Les trous de ver qui pourraient être confondus avec des trous noirs macroscopiques exigent, pour rester stables, la présence d’un certain type de matière exotique. Et rien n’est moins sûr qu’une telle matière existe.

Solodukhin indique qu’un trou de ver pourrait se former plus ou moins de la même façon que les trous noirs, lors de l’effondrement d’une étoile. Les physiciens pensent que c’est le processus normal de formation d’un trou noir, mais pour Solodukhin, des effets quantiques pourraient stopper l’effondrement juste un peu avant la formation du trou noir, et conduire à celle d’un trou de ver.

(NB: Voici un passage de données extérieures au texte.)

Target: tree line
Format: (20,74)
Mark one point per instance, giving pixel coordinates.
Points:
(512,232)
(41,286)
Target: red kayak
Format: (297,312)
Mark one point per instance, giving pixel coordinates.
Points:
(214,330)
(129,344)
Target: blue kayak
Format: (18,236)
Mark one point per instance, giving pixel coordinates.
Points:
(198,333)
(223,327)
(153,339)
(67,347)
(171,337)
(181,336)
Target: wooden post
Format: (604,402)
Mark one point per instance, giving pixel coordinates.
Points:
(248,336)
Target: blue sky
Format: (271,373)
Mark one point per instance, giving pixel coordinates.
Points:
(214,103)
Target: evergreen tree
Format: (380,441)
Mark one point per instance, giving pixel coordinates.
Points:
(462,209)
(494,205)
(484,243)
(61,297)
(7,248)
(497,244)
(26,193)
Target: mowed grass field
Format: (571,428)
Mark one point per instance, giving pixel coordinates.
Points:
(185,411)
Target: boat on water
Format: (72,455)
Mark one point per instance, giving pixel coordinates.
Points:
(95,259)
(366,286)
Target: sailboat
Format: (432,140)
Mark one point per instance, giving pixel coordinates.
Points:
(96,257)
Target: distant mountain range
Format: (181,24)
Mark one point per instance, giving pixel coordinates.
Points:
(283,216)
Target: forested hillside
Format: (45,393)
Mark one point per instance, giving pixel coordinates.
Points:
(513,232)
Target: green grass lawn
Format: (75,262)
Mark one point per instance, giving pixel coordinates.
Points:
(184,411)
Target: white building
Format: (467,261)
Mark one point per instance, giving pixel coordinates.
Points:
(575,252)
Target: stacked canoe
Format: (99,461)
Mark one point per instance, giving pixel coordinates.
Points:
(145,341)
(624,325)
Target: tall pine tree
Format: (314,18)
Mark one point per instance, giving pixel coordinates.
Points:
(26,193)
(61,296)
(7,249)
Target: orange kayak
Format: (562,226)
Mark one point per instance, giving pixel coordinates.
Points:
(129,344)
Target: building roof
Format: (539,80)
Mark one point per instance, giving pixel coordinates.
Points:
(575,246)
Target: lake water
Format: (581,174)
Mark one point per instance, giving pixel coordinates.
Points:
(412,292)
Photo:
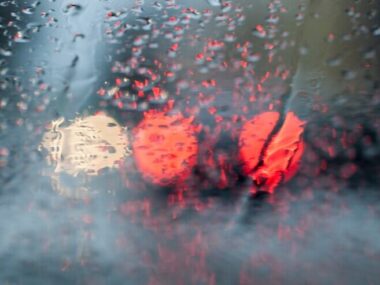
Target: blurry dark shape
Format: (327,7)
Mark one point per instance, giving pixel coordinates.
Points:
(271,153)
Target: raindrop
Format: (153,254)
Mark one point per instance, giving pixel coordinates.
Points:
(215,3)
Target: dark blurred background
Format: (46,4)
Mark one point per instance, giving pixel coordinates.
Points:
(318,59)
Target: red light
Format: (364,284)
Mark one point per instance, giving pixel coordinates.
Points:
(271,160)
(165,148)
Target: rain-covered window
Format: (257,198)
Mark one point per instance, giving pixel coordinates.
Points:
(189,142)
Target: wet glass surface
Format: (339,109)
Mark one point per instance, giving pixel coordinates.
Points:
(189,142)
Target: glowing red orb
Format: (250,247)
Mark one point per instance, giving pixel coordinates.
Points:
(271,158)
(165,148)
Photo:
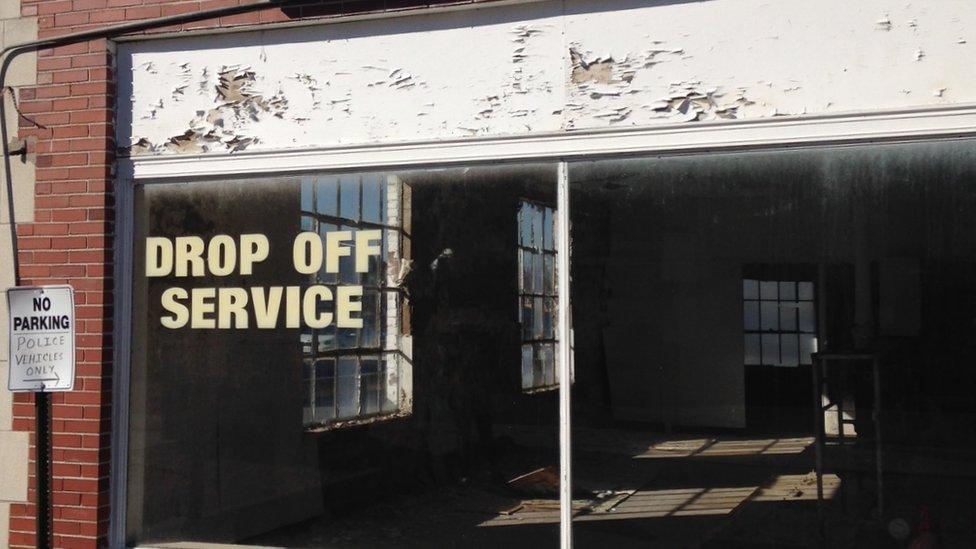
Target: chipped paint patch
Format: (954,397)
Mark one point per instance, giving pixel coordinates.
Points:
(542,67)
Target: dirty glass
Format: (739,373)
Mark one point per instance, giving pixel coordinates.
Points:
(391,416)
(776,348)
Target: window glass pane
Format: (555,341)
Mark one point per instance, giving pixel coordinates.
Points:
(548,223)
(326,195)
(538,273)
(538,367)
(249,436)
(308,190)
(787,316)
(539,323)
(528,278)
(370,386)
(308,404)
(550,274)
(752,353)
(327,336)
(390,398)
(548,364)
(324,390)
(788,349)
(373,187)
(349,197)
(866,252)
(525,224)
(324,276)
(770,349)
(808,346)
(787,291)
(549,319)
(807,319)
(770,315)
(528,319)
(347,388)
(750,289)
(370,333)
(537,224)
(806,290)
(527,366)
(348,338)
(750,316)
(347,264)
(375,275)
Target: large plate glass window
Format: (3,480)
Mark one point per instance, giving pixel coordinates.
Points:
(335,358)
(710,291)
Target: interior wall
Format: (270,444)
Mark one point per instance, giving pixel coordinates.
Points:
(880,223)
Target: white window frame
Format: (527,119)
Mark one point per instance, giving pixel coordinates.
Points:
(901,125)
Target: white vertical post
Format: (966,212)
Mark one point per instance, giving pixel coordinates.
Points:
(565,359)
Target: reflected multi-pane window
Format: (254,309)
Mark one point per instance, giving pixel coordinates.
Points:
(353,373)
(537,294)
(779,322)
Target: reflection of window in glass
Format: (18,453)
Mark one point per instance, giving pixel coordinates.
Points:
(348,373)
(537,295)
(779,322)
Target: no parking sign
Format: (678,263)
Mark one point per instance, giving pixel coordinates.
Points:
(41,339)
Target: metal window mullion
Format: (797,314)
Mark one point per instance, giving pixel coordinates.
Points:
(565,356)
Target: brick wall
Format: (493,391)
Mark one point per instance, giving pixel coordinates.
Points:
(71,115)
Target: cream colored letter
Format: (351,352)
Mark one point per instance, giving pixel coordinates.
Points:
(314,319)
(345,305)
(266,307)
(222,255)
(306,252)
(334,249)
(293,310)
(180,313)
(159,256)
(189,256)
(254,249)
(231,303)
(364,248)
(202,304)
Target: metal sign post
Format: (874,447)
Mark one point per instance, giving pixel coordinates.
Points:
(41,344)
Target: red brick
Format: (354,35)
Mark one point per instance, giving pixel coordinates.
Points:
(91,115)
(74,75)
(70,104)
(142,12)
(70,18)
(53,7)
(108,16)
(79,5)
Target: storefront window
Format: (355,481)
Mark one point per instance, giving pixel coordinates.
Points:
(336,358)
(710,292)
(537,295)
(353,373)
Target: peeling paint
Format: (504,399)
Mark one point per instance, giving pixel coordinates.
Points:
(547,66)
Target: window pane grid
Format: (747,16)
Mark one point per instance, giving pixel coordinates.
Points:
(538,300)
(779,322)
(348,372)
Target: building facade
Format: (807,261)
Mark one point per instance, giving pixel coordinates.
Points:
(751,185)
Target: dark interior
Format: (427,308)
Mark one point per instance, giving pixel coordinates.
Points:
(694,420)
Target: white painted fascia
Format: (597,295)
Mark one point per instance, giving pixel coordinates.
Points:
(832,129)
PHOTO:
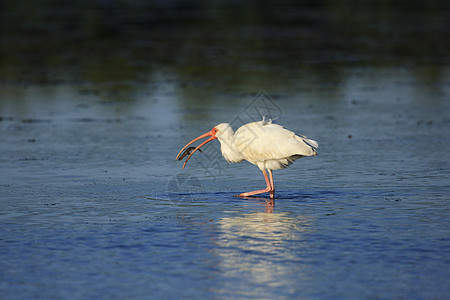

Selon lui, ce mécanisme pourrait même être inévitable dans une vision plus complète de la physique unissant la mécanique quantique (Fille de l’ancienne théorie des quanta, la mécanique quantique constitue le pilier d’un ensemble de théories physiques…) et la gravitation (La gravitation est une des quatre interactions fondamentales de la physique.). S’il a raison, alors partout où l’on s’attend à ce que des trous noirs se forment, des trous de ver se formeraient à la place.

Des trous noirs microscopiques

Et il pourrait exister une façon de tester cette conjecture. Certains physiciens pensent que les futures expériences dans les nouveaux accélérateurs de particules pourraient produire des trous noirs microscopiques

De tels minis trous noirs émettraient des quantités mesurables de radiations de Hawking, démontrant par là même qu’ils en sont et non pas des trous de ver. Mais si Solodukhin a raison, et que des trous de ver microscopiques se forment à la place, aucun rayonnement de ce type ne doit exister.

La résolution d’un paradoxe

Un avantage supplémentaire de cette théorie des trous de ver est qu’elle pourrait résoudre le paradoxe de l’information du trou noir. La seule forme sous laquelle quelque chose s’échappe d’un trou noir est celle d’un rayonnement de Hawking, mais la façon dont ce rayonnement diffuse des informations sur l’objet qui a été avalé est mal expliqué. L’effet de brouillage de l’information est en conflit avec la mécanique quantique, qui interdit la perte d’information sur un objet tombant dans un trou noir « En théorie, les trous de ver sont plus adaptés que les trous noirs parce que tous ces problèmes de perte d’information ne se présentent pas, » indique Solodukhin. Comme les trous de ver n’ont pas d’horizon des événements, la matière est libre de s’en échapper sans avoir été initialement convertie en rayonnement de Hawking, et l’énigme de l’information perdue n’existe plus.